Matter Pillenwälzer

Matter Pillenwälzer
Matter Pillenwälzer
Matter Pillenwälzer beim Bewegen einer Dungkugel

Matter Pillenwälzer beim Bewegen einer Dungkugel

Systematik
Klasse: Insekten (Insecta)
Ordnung: Käfer (Coleoptera)
Familie: Blatthornkäfer (Scarabaeidae)
Unterfamilie: Scarabaeinae
Gattung: Sisyphus
Art: Matter Pillenwälzer
Wissenschaftlicher Name
Sisyphus schaefferi
(Linnaeus, 1758)

Der Matte Pillenwälzer oder Matte Pillendreher (Sisyphus schaefferi) ist ein Käfer aus der Familie der Blatthornkäfer. Trotz ähnlicher Lebensweise gehört der Matte Pillenwälzer nicht zu den Mistkäfern; die Gattungen Sisyphus, Scarabaeus und Gymnopleurus bilden den Tribus Scarabaeini.[1]

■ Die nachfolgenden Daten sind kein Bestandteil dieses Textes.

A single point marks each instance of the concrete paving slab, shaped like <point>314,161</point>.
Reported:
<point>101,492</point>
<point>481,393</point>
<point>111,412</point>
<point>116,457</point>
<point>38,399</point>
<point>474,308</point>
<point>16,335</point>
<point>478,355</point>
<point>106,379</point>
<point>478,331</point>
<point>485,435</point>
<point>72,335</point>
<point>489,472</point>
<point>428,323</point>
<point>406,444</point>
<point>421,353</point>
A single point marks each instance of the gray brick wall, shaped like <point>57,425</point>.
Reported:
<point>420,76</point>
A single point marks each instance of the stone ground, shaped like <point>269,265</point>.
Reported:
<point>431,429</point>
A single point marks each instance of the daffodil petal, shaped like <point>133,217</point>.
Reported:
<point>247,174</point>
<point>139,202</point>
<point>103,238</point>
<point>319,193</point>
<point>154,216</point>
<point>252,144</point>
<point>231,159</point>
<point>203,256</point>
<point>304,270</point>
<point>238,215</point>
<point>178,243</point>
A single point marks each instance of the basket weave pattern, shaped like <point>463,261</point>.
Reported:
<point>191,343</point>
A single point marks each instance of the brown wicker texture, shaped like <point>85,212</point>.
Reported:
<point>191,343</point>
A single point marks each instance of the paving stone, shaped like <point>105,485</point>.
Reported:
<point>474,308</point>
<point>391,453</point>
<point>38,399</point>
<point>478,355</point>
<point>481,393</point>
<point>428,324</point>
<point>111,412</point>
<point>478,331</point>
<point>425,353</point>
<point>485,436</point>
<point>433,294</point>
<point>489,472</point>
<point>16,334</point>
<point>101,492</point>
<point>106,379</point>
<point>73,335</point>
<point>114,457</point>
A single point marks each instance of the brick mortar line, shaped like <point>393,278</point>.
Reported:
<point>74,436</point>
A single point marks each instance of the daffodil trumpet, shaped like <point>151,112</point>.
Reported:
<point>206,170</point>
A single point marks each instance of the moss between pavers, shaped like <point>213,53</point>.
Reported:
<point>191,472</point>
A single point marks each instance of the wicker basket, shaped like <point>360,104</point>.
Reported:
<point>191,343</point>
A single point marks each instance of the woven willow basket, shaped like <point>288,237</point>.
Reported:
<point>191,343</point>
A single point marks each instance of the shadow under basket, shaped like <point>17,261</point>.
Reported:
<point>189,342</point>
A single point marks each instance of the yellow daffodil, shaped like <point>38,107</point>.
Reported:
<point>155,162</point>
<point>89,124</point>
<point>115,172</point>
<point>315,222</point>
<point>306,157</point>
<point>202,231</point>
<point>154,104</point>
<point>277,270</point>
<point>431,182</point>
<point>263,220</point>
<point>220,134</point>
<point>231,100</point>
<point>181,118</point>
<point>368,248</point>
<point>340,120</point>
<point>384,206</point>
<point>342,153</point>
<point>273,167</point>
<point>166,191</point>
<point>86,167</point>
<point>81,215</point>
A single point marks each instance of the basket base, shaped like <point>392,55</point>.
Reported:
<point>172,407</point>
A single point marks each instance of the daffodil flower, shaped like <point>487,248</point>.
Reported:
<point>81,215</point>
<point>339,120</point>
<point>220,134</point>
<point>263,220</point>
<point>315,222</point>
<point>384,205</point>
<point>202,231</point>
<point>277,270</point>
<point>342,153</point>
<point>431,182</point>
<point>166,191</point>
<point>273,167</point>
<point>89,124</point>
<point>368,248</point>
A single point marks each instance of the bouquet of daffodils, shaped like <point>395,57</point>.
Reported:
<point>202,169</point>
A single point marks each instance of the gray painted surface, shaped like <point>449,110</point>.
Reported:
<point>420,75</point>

Die hauptsächlich in Südeuropa, aber auch beispielsweise am Kaiserstuhl vorkommende Art fertigt Kugeln aus Kot oder Dung, transportiert sie an geeignete Stellen und vergräbt sie dort als Nahrungsquelle für ihre Nachkommen.

Der Gattungsname Sisyphus nimmt auf den Helden der griechischen Mythologie Bezug, da man den Käfer häufig beobachten kann, wie er in auswegslos erscheinenden Situationen versucht, seine Kugeln über ein Hindernis zu transportieren. Das Artepitheton schaefferi ehrt den Theologen und Entomologen Jacob Christian Schäffer.[2]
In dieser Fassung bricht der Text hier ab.